AMO : Dernières retouches

Le Premier ministre, Driss Jettou, a présidé, mardi à Rabat, une réunion de travail consacrée à l’examen de la méthodologie de mise en œuvre de l’Assurance maladie obligatoire (AMO), l’un des projets sociaux les plus ambitieux lancés par le Maroc. Au cours de cette réunion, à laquelle ont participé les ministres de la Santé, Mohamed Cheikh Biadillah, de l’Emploi et de la Formation professionnelle, Mustapha Mansouri, du Développement social, de la famille et de la Solidarité, Abderrahim Harouchi, et la secrétaire d’Etat chargée de la Famille, de l’Enfance et des Personnes handicapées, Mme Yasmina Baddou, les participants vont examiner une étude approfondie, élaborée par la Commission technique, pour convenir des moyens les plus appropriés à même de garantir succès à l’entrée en vigueur de l’AMO dans les prochains jours. La Commission technique spécialisée regroupe des représentants des ministères de la Santé, des Finances et de la Privatisation, de l’Emploi et de la Formation professionnelle et de l’Intérieur.

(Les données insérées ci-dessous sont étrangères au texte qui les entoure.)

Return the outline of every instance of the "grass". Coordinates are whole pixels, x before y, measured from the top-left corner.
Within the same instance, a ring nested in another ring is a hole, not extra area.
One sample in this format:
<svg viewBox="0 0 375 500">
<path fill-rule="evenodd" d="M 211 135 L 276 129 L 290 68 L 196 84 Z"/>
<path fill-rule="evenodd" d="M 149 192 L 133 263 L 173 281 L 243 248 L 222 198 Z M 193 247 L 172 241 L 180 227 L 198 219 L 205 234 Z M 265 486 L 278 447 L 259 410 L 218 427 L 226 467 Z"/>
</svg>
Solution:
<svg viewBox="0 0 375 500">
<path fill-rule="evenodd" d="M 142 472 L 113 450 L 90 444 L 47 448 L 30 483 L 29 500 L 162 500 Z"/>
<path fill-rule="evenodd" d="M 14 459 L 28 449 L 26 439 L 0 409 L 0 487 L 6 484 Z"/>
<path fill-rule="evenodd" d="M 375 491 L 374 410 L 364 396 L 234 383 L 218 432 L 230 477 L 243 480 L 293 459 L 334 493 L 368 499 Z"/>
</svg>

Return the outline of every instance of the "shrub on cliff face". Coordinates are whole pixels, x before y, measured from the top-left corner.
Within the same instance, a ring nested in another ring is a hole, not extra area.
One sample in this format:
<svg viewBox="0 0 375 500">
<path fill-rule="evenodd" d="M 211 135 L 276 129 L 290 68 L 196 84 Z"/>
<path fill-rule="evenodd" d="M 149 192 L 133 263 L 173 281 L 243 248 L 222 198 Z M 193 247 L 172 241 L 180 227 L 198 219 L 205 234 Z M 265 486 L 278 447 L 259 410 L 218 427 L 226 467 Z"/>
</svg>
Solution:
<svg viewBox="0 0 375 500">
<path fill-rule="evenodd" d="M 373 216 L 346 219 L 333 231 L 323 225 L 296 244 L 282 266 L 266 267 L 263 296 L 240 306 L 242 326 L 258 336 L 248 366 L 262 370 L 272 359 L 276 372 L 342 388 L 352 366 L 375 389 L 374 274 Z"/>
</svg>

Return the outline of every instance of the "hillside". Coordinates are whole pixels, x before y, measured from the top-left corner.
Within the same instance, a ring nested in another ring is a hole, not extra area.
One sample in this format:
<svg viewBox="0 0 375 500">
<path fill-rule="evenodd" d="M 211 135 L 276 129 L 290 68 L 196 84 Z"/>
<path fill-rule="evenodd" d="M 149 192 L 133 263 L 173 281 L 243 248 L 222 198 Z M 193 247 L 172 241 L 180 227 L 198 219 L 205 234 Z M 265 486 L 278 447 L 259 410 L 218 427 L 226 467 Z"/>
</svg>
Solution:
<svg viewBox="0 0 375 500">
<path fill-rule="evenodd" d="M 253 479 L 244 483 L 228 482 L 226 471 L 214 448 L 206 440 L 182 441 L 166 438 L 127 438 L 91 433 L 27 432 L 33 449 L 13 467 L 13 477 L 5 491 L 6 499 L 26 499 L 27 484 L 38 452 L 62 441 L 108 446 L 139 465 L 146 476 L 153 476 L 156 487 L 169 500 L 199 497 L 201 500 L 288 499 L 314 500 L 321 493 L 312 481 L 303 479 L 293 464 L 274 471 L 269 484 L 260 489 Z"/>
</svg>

A l’ouverture de cette réunion, qui s’est poursuivie à huis clos, M.Biadillah a indiqué que les participants, outre les membres du gouvernement, qui représentent l’ensemble des secteurs concernés par la mise en application de l’AMO et le régime d’assistance médicale (RAMED), vont s’atteler à étudier la méthodologie qui permettra de définir les critères de choix des bénéficiaires et arrêter leur nombre avec exactitude dans le but de mettre un terme aux problèmes posés auparavant par le certificat d’indigence délivré aux démunis.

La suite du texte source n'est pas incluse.